State’s restaurants keep fighting to stay alive | MS Business Journal

Richard Chenoweth

Richard Chenoweth, owner of Scranton’s in Pascagoula

For the Mississippi restaurant industry, like those nationwide, the early shelter-in-place months of the Covid pandemic were costly and uncertain. 

Fortunately for them, Mississippians never really lost their taste for dining out, even if that meant burgers and fries. 

“Restaurant tax collections saw a decline for shelter in place in March and April. Beyond that, the decrease in tax collections is not significant. It’s pretty much at a level that it was last year,” said Pat Fontaine, executive director of the Mississippi Hospitality and Restaurant Association which has 1,200 member locations. There are a total of 4,800 food services establishments in the state.

Fontaine said the positive sales tax collections indicate people still patronize restaurants, just not in the traditional dine in way. Even during the shelter in place phase, he said, “people were patronizing fast-food restaurants.”

Member restaurants were quick to offer pick up and delivery service and to focus their marketing on the safety aspect of dine-in service, he said. 

“Those operations have somewhat maintained a high level of sales compared to the year prior.

Richard Chenoweth, owner of Scranton’s in Pascagoula, used the shelter in place downtime to reconfigure his 38-year-old restaurant into a fast-casual dining destination. He recapped the project’s progress regularly on Facebook to keep his customers in the loop. “With chaos comes opportunity,” Chenoweth said of the upgrades he made, including the addition of a market for grab and go sandwiches and family meals. “We updated from 1982 to 2020.”

Fontaine said some member restaurants in the 19 Leisure and Recreation Districts throughout the state “are actually ahead of last year’s numbers.”

Restaurants and bars within the boundaries of a Leisure and Recreation District are allowed to serve mixed drinks to their customers who can leave with a to-go cup but they have to stay inside the LRD boundaries.

During the pandemic emergency,  the state is allowing alcohol drinks in the “to go” orders for curbside pick-up if the restaurant or bar is in a designated LRD.

Fontaine said the city of Jackson expanded its leisure district to take in the entire incorporated area. “It’s been very helpful to Jackson restaurants,” he said. 

Some restaurants in smaller communities also are seeing sales at the same level or a little better now. “They’ve done what’s necessary to capture what market there is,” Fontaine said.

There have been some restaurant closings, though there’s not an exact count. “We’re not contacted when that decision is made,” Fontaine said. “We find out through our travels around the state and our billing online.”

Fontaine cited a Japanese steakhouse in the Jackson area that had been in business for decades that shut down because of the effect distancing requirements had on sales.

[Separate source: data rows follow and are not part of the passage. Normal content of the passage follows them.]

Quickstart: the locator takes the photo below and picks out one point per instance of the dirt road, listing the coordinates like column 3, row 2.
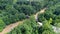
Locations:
column 12, row 26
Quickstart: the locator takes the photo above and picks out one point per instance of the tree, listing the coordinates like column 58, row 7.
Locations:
column 2, row 24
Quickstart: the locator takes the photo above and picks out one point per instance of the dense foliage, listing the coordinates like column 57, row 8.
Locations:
column 31, row 27
column 52, row 12
column 12, row 11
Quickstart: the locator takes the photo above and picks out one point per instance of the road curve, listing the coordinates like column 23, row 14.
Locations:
column 12, row 26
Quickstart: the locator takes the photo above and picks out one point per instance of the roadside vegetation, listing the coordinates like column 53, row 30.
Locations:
column 12, row 11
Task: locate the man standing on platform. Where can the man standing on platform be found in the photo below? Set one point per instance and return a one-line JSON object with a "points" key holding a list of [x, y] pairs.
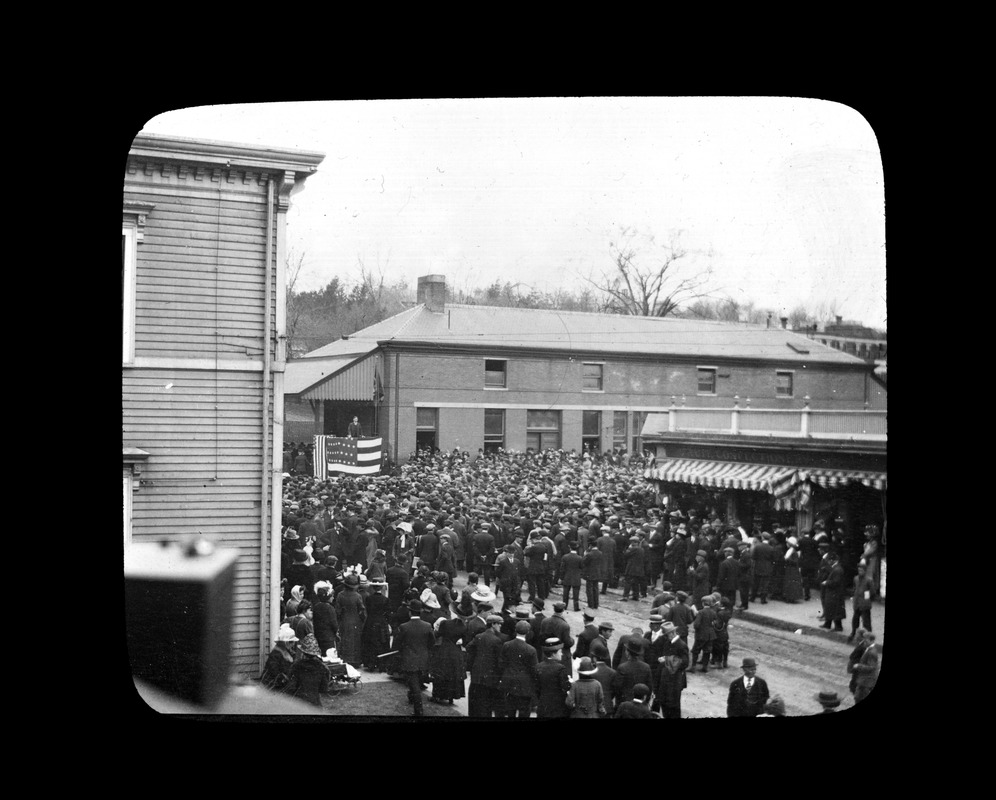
{"points": [[747, 694]]}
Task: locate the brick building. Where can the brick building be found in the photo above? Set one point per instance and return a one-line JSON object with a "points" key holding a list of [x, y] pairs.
{"points": [[479, 377]]}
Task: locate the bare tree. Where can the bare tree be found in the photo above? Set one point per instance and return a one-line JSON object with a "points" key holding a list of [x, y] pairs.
{"points": [[295, 309], [650, 280]]}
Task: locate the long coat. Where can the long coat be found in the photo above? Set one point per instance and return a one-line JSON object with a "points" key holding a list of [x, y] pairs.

A seafood restaurant chain in the state also closed. Still, Fontaine said, “We’ve seen some close but not to the extent we anticipated early on.” Federal funds kept many open. 

A majority of restaurant association members received Paycheck Protection Program loans to continue operating. Early on, unemployment benefits did make it difficult for owners to find workers 

“We are fortunate that the majority of restaurants continued operating,” Fontaine said. But with the current 75 percent occupancy restriction, the concern is how long owners can keep going. 

“There is a need for restaurants and all small businesses to get some further relief in another round of PPP loans from the federal government,” he said. If that doesn’t happen, “we may start to see more closures.”

Even with the federal funding boost, owners whose restaurants have weak sales volumes may soon have to decide if they can or will stay open. “We’re looking toward end of year for those who are only at 50 or 60 percent sales volumes to make a decision. Do I have funds to continue and do I want to,” he said.

The biggest question now is what consumer behavior is going to be like in the future. “There is still a segment of the population that is fearful to return to dine in. It’s people who have yet to have a meal out, picked up or delivered,” Fontaine said. “We’re all hopeful we’ll be back unrestricted sometime in the first quarter of next year. It might be February or March but the hope is we will be unrestricted and entering the new normal.”